セロトニン受容体は5-HT1~5-HT7まで分類でき、A,B,Cなどさらに細かくサブタイプがある。以下のように、現在11種類のセロトニン受容体がある。
- セロトニン受容体
- 5-HT1A
- 5-HT1A受容体
- 5-HT1B受容体
- 5-HT1D受容体
- 5-HT2
- 5-HT1A受容体
- 5-HT1B受容体
- 5-HT1C受容体
- 5-HT3受容体
- 5-HT4受容体
- 5-HT5受容体
- 5-HT6受容体
- 5-HT7受容体
- 5-HT1A
中枢神経系への作用
中枢神経系ではセロトニン受容体は多く存在している。そのため、神経を興奮させたり抑制させたりする役割を持っている。
もっとも中枢で重要なセロトニン受容体は嘔吐中枢や化学受容器のCTZという場所にあるセロトニン5-HT3受容体である。

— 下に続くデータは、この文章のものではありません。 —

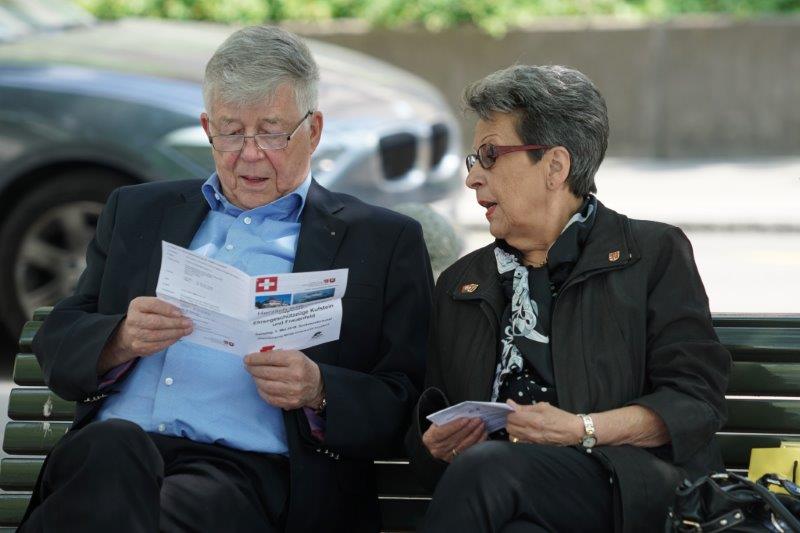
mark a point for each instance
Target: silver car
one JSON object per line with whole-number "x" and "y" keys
{"x": 87, "y": 106}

これは、嘔吐に関わっており、抗がん剤使用による嘔吐はこの受容体が原因であるとされている。
- CTZの5-HT3受容体刺激 → 嘔吐
消化管への作用:腸運動↑
セロトニンは腸の5-HT2A受容体や胃の5-HT2B受容体に直接作用し、消化管を収縮させる。
- 腸:5-HT2A受容体刺激 → 収縮
- 胃:5-HT2B受容体刺激 → 収縮
また、セロトニンが5-HT3受容体や5-HT4受容体を刺激することでアセチルコリンの遊離が促進され、間接的に腸運動が亢進させる。
5-HT3,4受容体刺激
→ アセチルコリン遊離↑
→ 腸運動↑
血管系への作用:収縮・拡張、血小板凝集
セロトニンは血管の5-HT2A受容体や脳血管の5-HT1D受容体に直接作用し、血管を収縮させる。
- 血管:5-HT2A受容体刺激 → 収縮
- 脳血管:5-HT1D受容体刺激 → 収縮
また、5-HT1B,1D受容体刺激によって交感神経終末からのノルアドレナリンの遊離が抑制され、血管が拡張する。
5-HT1B,1D受容体刺激
→ ノルアドレナリン遊離↓
→ 血管拡張
また、5-HT2A受容体を刺激することで血小板を凝集させる作用もある。